The history of the piano during this time was one of astonishing
improvement, including the development of heavier and more
agile hammers (capable of a wide range of volume and tone),
and advances in the technology of thicker, more tense strings.
Because of the demand from players and composers for ever
better and more expressive instruments, piano-builders all
over Europe and later the United States applied themselves
to the problems of speed, volume, tone, and expressiveness.
By the end of the eighteenth century, the piano was replacing
the harpsichord. In the early nineteenth century, Beethoven
began to compose the piano works that would result in the
greatest series of sonatas ever written for the instrument.

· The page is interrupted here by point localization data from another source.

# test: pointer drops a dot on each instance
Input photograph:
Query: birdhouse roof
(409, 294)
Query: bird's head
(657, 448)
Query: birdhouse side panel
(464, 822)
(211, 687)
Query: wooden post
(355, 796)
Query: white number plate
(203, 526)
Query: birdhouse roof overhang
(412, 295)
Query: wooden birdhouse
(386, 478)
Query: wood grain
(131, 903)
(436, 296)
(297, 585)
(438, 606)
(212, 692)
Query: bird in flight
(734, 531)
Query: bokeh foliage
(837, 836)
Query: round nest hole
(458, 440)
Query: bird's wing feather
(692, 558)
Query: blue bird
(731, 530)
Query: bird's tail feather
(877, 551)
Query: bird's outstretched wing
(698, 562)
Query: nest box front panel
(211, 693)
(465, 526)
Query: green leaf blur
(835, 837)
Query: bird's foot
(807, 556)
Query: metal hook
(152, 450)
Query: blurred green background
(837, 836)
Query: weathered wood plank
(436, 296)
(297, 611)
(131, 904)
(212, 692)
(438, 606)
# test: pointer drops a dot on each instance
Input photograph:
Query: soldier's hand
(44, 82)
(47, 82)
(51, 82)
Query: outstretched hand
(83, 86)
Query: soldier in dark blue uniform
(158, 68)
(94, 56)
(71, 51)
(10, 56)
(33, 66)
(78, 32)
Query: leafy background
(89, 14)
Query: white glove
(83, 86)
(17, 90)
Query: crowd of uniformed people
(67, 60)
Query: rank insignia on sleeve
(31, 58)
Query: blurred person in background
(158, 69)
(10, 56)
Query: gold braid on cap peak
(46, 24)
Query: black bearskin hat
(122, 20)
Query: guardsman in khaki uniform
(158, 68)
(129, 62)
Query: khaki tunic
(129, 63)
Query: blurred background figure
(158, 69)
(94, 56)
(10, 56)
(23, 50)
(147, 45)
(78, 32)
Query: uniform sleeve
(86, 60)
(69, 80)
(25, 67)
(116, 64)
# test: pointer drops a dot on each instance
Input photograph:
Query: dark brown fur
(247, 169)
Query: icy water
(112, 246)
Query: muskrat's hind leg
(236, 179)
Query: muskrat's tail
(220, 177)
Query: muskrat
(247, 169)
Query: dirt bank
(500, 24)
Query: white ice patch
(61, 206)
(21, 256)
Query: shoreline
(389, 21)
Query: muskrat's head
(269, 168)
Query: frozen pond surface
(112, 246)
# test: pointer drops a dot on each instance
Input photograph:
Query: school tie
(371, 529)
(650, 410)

Frédéric Chopin (1810-1849), Robert Schumann (1810-1856),
and the virtuoso Franz Liszt (1811-1886) made the piano the
heart of nineteenth-century Romanticism.
In the second half of the nineteenth century, the upright
piano was developed, and factory production made the instrument
affordable to ordinary households. The piano became the center
of domestic entertainment, and found its way into chapels,
clubs, and cafés. Every major modern composer, including Béla
Bartók (1881-1945), Sergey Prokofiev (1891-1953), and Dmitry
Shostakovich 1906-1975), made the piano central to their work.
Modern Acoustic Piano
The modern piano is the most brilliantly versatile of all
musical instruments. It has the broadest variety of tone and
mood, from thunderous to lyrical, from commanding to delicate.
It has the widest dynamic range, and is equally at home in
a modest living room or a great concert hall. The piano is
played in chapels and pubs and with orchestras and jazz ensembles.
It has a vast solo repertoire that encompasses some of the
greatest music ever written, and its place in chamber music
is immutable. The piano has held a dominant position in music-making
for over two hundred years. A look under the lid of the grand
piano gives us a hint into its history. With its massive frame
and its tautly-stressed strings, which form a triangle as
they go from short to long, the piano resembles a harp laid
on its side.
The piano was used in jazz and popular music, and when recording
began in the early twentieth century, pianists became household
names and international stars. Serge Rachmaninoff (1873-1943),
Josef Hofmann (1876-1957), Alfred Cortot (1877-1962), Vladimir
Horowitz (1903-1989), Sviatoslav Richter (1915-1997), and
Alfred Brendel (b. 1931) are some of the greatest pianists
of the twentieth century. James P. Johnson (1891-1955), Art
Tatum (1910-56), Thelonious Monk (1917-1982), and Keith Jarrett
(b. 1945) are among the masters of jazz piano.
Pipe Organ
The mightiest of all keyboards-indeed, the mightiest of all
musical instruments-is the pipe organ. The first organ was
built in Alexandria during the third century BC, when a Greek
engineer called Ktesibius attached hydraulic bellows to a
set of pan-pipes. The idea was developed first by the Greeks,
then by the Romans, but when the Roman Empire collapsed in
the fifth century AD, so did the craft of organ-making. It
was revived in the tenth century, and early versions of the
great pipe organ were modest affairs. The "portative organ,"
(so called because it was carried around the neck) was an
upright arrangement of wooden pipes of varying lengths. It
was played with one hand on the keyboard and the other operating
a bellows. The sound it made was sweet and not unlike a consort
of recorders. The larger "positive organ" was placed on the
floor or on a heavy table.
It wasn't until the end of the Middle Ages that organs developed
as large-scale permanent fixtures in churches and cathedrals.
The great period for organ-building was the Baroque Era, roughly
from 1600-1750. It was during this time that the greatest
organ music was written by composers like Heinrich Schutz
(1585-1672), Dieterich Buxtehude (ca. 1637-1707) and, pre-eminently,
J.S. Bach. The "Toccata and Fugue in D minor" is one of the
most stupendous pieces of music ever written.
The twentieth century saw a revival in organ music. Olivier
Messiaen (1908-1992) and Arvo Pärt (b. 1935) continued the
sacred tradition, while composers as different as Peter Maxwell
Davies (b. 1934), Philip Glass (b. 1937), and Fats Waller
(1904-1943) took the ancient instrument in new directions.